Porta Portese, Rome’s Flea Market

August 4th , 2016 Tagged with:
porta portese 70s

Photo of Porto Portese in the 1970s..when bargains abounded

The big bargains of old may be gone, but the excitement of the search remains at Rome’s colorful Sunday morning flea market.

Porta Portese is not like  other Italian open air markets, it is a Mecca for those searching for unusual, inexpensive vintage and antique objects. It should not be snubbed by  lovers of antiques and collectibles, but embraced as the Grand Dame of flea markets.


It is the place to go if you  collect ephemera, paper objects, old books, post cards and the like. You will find  objects from the  early 1900s, grandparents’ clear-outs  and memorabilia from the Fascist era .

flea market 1

Furniture, knick knacks, art ; nothing lacking in Italy’s many antiques and flea markets

Among the possible, interesting  finds: rarities in old  phonograph records, antiques and first editions of books in English and Italian, Victorian lamps, costume jewelry, designs and “stampe” of the 19th-20th centuries.

Rome’s giant Sunday morning flea market was once – in the days before Ikea -an institution for young people looking to  furnish a first apartment on the cheap.

tariffa generi alim

Found at Porta Portese the year I decided to live in Vetralla

3 catalog orvieto

for out of print books, catalogues, antique books see also  the Books page on this website

The big bargains of  decades past may be finished  and only an expert can hope to find an 18th century Delft tile, but there is still the excitement of the hunt with a thousand possibilities in the air every Sunday morning.

In the past TV personalities,  politicians and international business men could  be spotted among the  early arrivals, often disguised with a hat and sunglasses as they scoured the stalls before the tourists arrived. Antiquarians  regularly scout the market looking for old locks and keys to replace those missing from the furniture they have in stock.
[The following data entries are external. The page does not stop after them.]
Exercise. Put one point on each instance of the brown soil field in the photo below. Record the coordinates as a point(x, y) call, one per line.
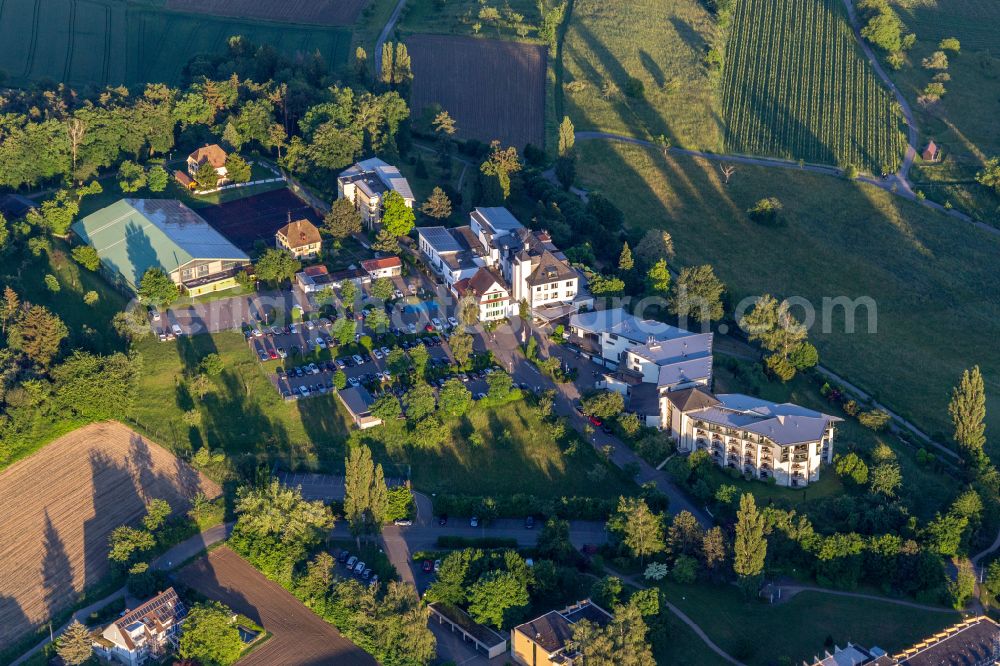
point(493, 89)
point(58, 507)
point(309, 12)
point(298, 636)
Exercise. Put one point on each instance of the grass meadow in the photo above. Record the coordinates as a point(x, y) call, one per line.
point(934, 279)
point(104, 42)
point(662, 44)
point(759, 634)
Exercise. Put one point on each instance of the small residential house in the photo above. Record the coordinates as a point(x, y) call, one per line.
point(548, 640)
point(931, 153)
point(214, 155)
point(488, 289)
point(751, 435)
point(145, 634)
point(366, 183)
point(386, 267)
point(358, 402)
point(301, 238)
point(134, 235)
point(453, 254)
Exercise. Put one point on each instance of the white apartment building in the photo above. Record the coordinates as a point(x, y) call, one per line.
point(648, 359)
point(145, 634)
point(366, 183)
point(488, 289)
point(755, 436)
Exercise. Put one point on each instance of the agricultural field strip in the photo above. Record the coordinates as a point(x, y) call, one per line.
point(822, 122)
point(56, 544)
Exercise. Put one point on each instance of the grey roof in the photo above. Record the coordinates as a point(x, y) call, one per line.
point(784, 423)
point(664, 352)
point(357, 399)
point(389, 175)
point(644, 399)
point(497, 220)
point(440, 239)
point(133, 235)
point(619, 322)
point(682, 372)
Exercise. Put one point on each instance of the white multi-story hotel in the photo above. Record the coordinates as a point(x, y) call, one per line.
point(755, 436)
point(526, 265)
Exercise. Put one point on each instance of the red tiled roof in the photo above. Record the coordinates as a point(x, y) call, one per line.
point(213, 154)
point(378, 264)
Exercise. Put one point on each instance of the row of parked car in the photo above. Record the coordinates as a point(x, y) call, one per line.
point(355, 566)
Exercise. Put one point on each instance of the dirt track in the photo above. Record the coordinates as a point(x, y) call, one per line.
point(299, 636)
point(58, 507)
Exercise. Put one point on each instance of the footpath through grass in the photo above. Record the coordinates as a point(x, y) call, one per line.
point(933, 279)
point(757, 633)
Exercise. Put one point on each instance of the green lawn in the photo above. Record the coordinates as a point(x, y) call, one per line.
point(933, 279)
point(241, 414)
point(760, 634)
point(518, 456)
point(662, 44)
point(109, 43)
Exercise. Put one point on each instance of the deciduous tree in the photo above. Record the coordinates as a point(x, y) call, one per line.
point(750, 546)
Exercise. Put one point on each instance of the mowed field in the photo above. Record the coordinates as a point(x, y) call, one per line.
point(493, 89)
point(798, 87)
point(298, 636)
point(258, 217)
point(108, 42)
point(60, 505)
point(935, 281)
point(309, 12)
point(662, 43)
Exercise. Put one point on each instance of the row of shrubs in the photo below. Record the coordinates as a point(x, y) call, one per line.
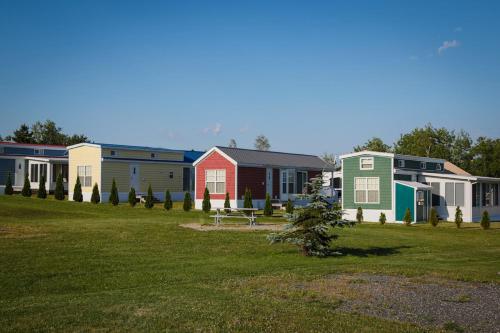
point(433, 218)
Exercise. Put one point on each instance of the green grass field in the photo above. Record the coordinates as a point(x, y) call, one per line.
point(80, 267)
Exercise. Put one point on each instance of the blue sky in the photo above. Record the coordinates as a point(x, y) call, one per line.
point(312, 76)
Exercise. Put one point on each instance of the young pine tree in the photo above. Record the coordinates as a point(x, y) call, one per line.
point(132, 198)
point(359, 215)
point(206, 205)
point(96, 197)
point(188, 203)
point(433, 219)
point(458, 217)
point(26, 191)
point(309, 228)
point(227, 203)
point(407, 219)
point(113, 195)
point(382, 219)
point(268, 208)
point(77, 191)
point(485, 220)
point(42, 191)
point(168, 201)
point(59, 190)
point(149, 203)
point(9, 190)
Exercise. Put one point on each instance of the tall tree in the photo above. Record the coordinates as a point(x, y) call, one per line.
point(262, 143)
point(374, 144)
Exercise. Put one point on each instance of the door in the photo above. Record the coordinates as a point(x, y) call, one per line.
point(134, 177)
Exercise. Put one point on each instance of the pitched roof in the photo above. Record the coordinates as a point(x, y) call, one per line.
point(252, 157)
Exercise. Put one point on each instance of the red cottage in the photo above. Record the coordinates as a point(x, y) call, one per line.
point(231, 170)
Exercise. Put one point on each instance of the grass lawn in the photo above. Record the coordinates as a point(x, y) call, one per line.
point(77, 267)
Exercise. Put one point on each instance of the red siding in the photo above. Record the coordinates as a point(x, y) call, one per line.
point(215, 161)
point(254, 179)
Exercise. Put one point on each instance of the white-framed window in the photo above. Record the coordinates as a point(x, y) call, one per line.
point(366, 190)
point(215, 181)
point(366, 163)
point(84, 172)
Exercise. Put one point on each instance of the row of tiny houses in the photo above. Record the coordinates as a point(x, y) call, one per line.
point(131, 166)
point(391, 183)
point(35, 161)
point(233, 170)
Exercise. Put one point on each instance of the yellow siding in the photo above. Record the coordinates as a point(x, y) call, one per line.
point(125, 153)
point(83, 156)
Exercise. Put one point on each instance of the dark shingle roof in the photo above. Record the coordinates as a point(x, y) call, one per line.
point(271, 158)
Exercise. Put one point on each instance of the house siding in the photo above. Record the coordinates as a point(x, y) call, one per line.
point(382, 169)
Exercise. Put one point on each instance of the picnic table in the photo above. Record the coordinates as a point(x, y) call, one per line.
point(237, 213)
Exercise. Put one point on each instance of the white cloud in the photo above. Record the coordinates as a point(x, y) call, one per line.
point(448, 44)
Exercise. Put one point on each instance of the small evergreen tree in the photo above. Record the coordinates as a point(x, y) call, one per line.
point(77, 191)
point(188, 203)
point(149, 203)
point(132, 198)
point(227, 203)
point(206, 205)
point(289, 207)
point(168, 201)
point(26, 191)
point(42, 192)
point(96, 197)
point(407, 219)
point(359, 215)
point(309, 228)
point(9, 190)
point(485, 220)
point(458, 217)
point(59, 190)
point(433, 219)
point(382, 218)
point(113, 195)
point(268, 208)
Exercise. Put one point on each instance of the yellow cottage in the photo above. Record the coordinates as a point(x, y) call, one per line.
point(130, 166)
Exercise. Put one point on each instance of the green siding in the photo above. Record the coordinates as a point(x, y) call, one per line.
point(382, 168)
point(405, 198)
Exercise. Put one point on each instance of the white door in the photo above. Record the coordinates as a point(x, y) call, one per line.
point(134, 177)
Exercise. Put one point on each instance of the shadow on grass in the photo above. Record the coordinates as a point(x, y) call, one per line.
point(371, 251)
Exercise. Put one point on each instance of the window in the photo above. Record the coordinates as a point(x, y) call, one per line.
point(34, 173)
point(366, 163)
point(85, 175)
point(449, 194)
point(215, 181)
point(366, 190)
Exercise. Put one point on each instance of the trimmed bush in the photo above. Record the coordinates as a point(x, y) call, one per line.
point(42, 192)
point(206, 205)
point(359, 215)
point(132, 198)
point(9, 190)
point(433, 219)
point(96, 197)
point(26, 191)
point(149, 203)
point(188, 202)
point(59, 191)
point(382, 219)
point(113, 195)
point(77, 191)
point(168, 201)
point(458, 217)
point(268, 208)
point(407, 219)
point(485, 220)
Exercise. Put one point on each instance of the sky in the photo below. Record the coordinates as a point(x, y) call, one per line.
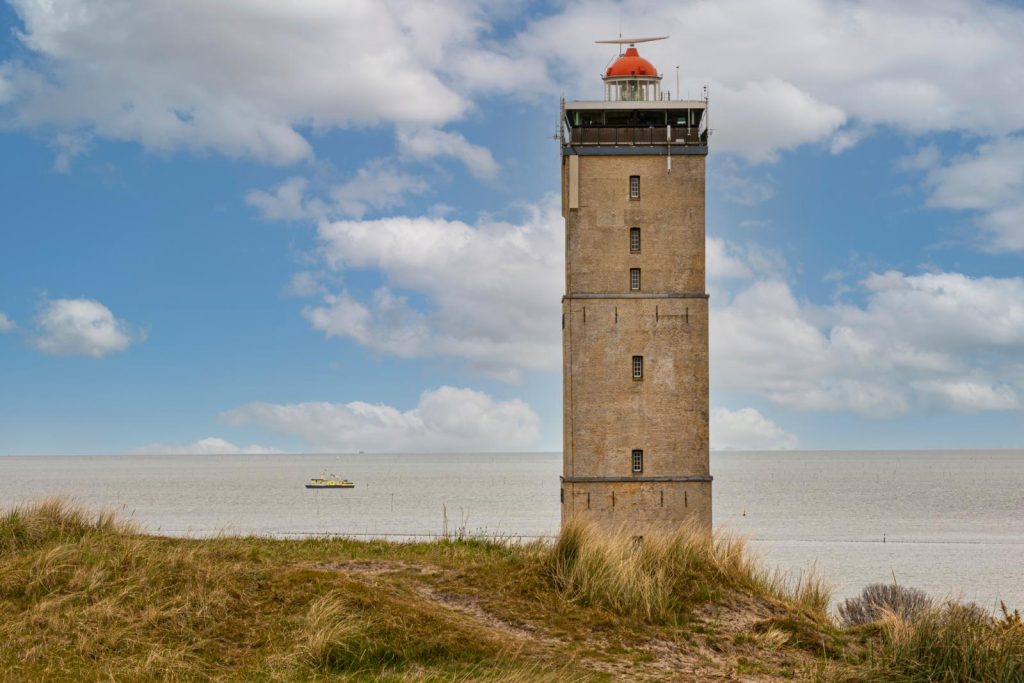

Here they can choose from an abundant and inexpensive array.

Dated brass and bronze plates, old silverware, chipped plates or entire  porcelain dinner services are a usual find.  Watch out for “authentic” Roman coins or Etruscan pottery and  forget about buying an original Rolex. In the past the market was a well known place for petty thieves to get rid of their stolen wares.

Dealers will not give out receipts for your cash nor write a guarantee testifying to the century, style or author that they vociferously proclaim. Here it is strictly cash and carry .”Sconti” or discounts are still possible and easily conceded to those who purchase  a quantity of pieces.

Rules to follow to enjoy the experience: Rule  no. 1  is to  dress down, try not to look like a tourist.  Porta Portese is a favorite spot  for pick pocketers.

-Be extra careful on the bus to and from the market.

-Carry a supply of plastic or cloth shopping bags in case of lucky finds

-have cash in small denominations and watch your back and your wallet or purse.

-Better yet, leave the purse at home and  carry your cash in a  zippered inside pocket of your jacket.